/elasticsearch-gdelt

Elasticsearch 6.x + Node.js - Visualize Gdelt data with Kibana & Elastic: http://www.gdeltproject.org/

Primary LanguageJavaScript

Elasticsearch 6.x + GDELT

Get data into ES, display and filter with Kibana

===

Setup

1. Install Elastic

Download and Run ElasticSearch 6.x from https://www.elastic.co/downloads/elasticsearch Download and Run Kibana 6.x from https://www.elastic.co/downloads/kibana

2. Set up index mapping

In Kibana dev console: http://localhost:5601/app/kibana#/dev_tools/console?_g=(), set up an index template. This basically tells elastic that by default, we're not looking to analyze any strings for full text search.

PUT _template/template_1
{
  "index_patterns": ["*"],
  "settings": {
    "number_of_shards": 1
  },
  "mappings": {
   "_default_": {
       "dynamic_templates": [
           {
               "notanalyzed": {
                   "match": "*",
                   "match_mapping_type": "string",
                   "mapping": {
                       "type": "keyword"
                   }
               }
           }
       ]
   }

  }
}

Set up mapping for the GEO & Date

PUT /elastic_gdelt
{
  "settings" : {
        "index" : {
            "number_of_shards" : 1,
            "number_of_replicas" : 0
        }
    },
   "mappings": {
     "event": {
         "properties": {
             "ActionGeo_Location": {
                 "type": "geo_point"
             },
             "Actor1Geo_Location": {
                 "type": "geo_point"
             },
             "Actor2Geo_Location": {
                 "type": "geo_point"
             },
             "DATEADDED" : {
                 "type":"date",
                     "format": "yyyy-MM-dd"
             }
         }
     }
  }
}

I ran into a stupid issue with elastic not allowing me to add data because of low disk space on my local machine.

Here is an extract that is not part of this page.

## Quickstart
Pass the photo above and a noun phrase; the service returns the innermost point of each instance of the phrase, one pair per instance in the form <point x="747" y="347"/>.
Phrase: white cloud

I set more loose threshholds

PUT _cluster/settings
{
  "transient": {
    "cluster.routing.allocation.disk.watermark.low": "2gb",
    "cluster.routing.allocation.disk.watermark.high": "1gb",
    "cluster.routing.allocation.disk.watermark.flood_stage": "1gb",
    "cluster.info.update.interval": "1m"
  }
}

And apparently it needs a reset. This solves it (elastic/kibana#13685):

curl -XPUT -H "Content-Type: application/json" https://[YOUR_ELASTICSEARCH_ENDPOINT]:9200/_all/_settings -d '{"index.blocks.read_only_allow_delete": null}'

3. Add Gdelt data

npm install

Then download and index the events. It's hardcoded to 20180117 (17 Jan 2018), but can use any date(s) in GDELT.

npm run download

4. Build a cool dashboard with Kibana

I leave this up to you as I didn't have time to properly export the kibana data. Would be cool to see usage with the elasticsearch graph features and significant terms aggregations.